Wednesday, July 22, 2020

Larry Householder is as corrupt as the day is long. But on Education Policy, he fought the good fight.


Look, we all knew what we were getting into with Larry Householder's return to the statehouse, which effectively ended yesterday when he was arrested by the FBI as the ringleader of a $60 million bribery enterprise.

He had already left the speakership under a cloud of suspicion in 2004. And around Capital Square, it was pretty much assumed -- only partially in jest -- that if you wanted to get anything done, it had to be quick because his dalliances with corruption were sure to draw law enforcement attention.

No more was this felt than in my sector -- Education Policy.

Larry Householder has long been an advocate for fixing our state's broken education funding system, though (importantly) he never got it done. He has stood up for funding of poor kids and black and brown kids. He has been a voucher skeptic and called for the end of for-profit charter schools.

Yet he took tons of money from ECOT -- a for-profit school involved in a $200 million scandal that still dwarfs Householder's caper, by the way.

But it is on school funding that Householder really wanted to leave a mark. It's often told that he claimed it would take a "Perry County Speaker" to fix the problem first addressed by a Perry County judge in the DeRolph case in 1994.

He was the one resisting the Cupp-Patterson education funding plan, even though an overwhelming majority of legislators were for it, because he thought it didn't do enough for kids in poor districts -- a sentiment I shared.

He's also the one who kept the voucher expansion plan championed by state Sen.
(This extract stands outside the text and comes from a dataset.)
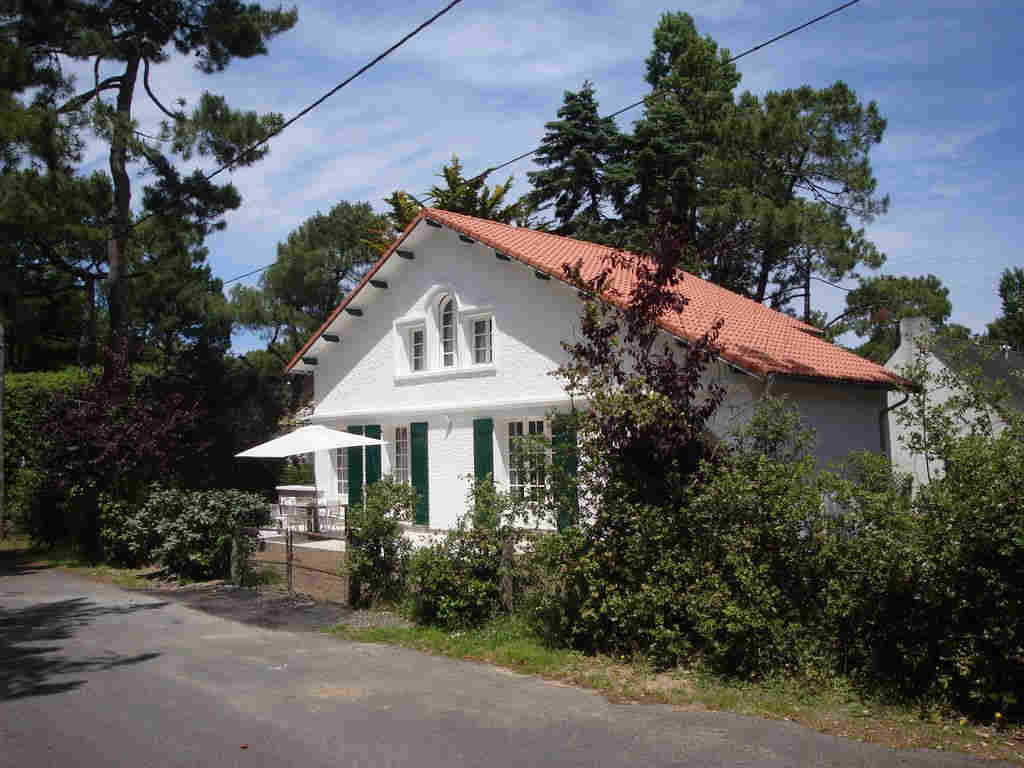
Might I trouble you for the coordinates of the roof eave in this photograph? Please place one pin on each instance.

Matt Huffman from going through and insisted on direct funding of all vouchers so it wouldn't come directly out of school districts' bottom lines.

He didn't like Ohio's overtesting of kids, nor was he a fan of the state report card. He even publicly called out its bias against poor kids and black and brown kids. In fact, he said the reason people flipped out over the voucher expansion was because wealthy suburban schools were suddenly facing the issues that poor and black and brown districts have been facing for years.
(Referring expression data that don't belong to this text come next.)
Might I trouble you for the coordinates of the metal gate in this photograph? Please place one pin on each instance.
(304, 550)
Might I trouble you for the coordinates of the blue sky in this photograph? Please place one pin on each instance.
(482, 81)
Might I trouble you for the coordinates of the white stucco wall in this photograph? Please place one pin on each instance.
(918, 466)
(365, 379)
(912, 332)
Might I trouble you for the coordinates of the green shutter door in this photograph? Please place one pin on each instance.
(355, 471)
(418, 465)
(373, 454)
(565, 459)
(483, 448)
Yes, he had a fondness for ECOT (and founder Bill Lager's campaign money). And that was a problem. But he famously called for the end of for-profit charter school operators, like Lager.

On education policy, Larry Householder was one of the few Republican lawmakers I've witnessed who not only got school funding, but wanted to do something real to fix it and had the power to do so.

But wow. Was he corrupt.

He's getting what he richly deserves. But I guess what I'll always think about Larry Householder -- whose prodigious political talent was eclipsed apparently only by his insatiable appetite for money and power -- is what a waste.

He could have fixed school funding.

He could have instituted a better, more reasonable testing and accountability system.

He could have brought sanity to our out-of-control voucher problem.

He could have eliminated the for-profit charter school operators who have ripped off taxpayers for three decades.

He could have done so many good things for schools, kids and parents. Instead, he preferred shaking down companies to maintain power.

It's a sad day for Ohio. But I'll think of Larry Householder's fall as another unfortunate and significant step backward in our state's four-decade-long struggle with school funding.

It's up to us to chart a new path forward. Hopefully with legislators who, like Householder, get school funding, but without the voraciously corrupt appetites.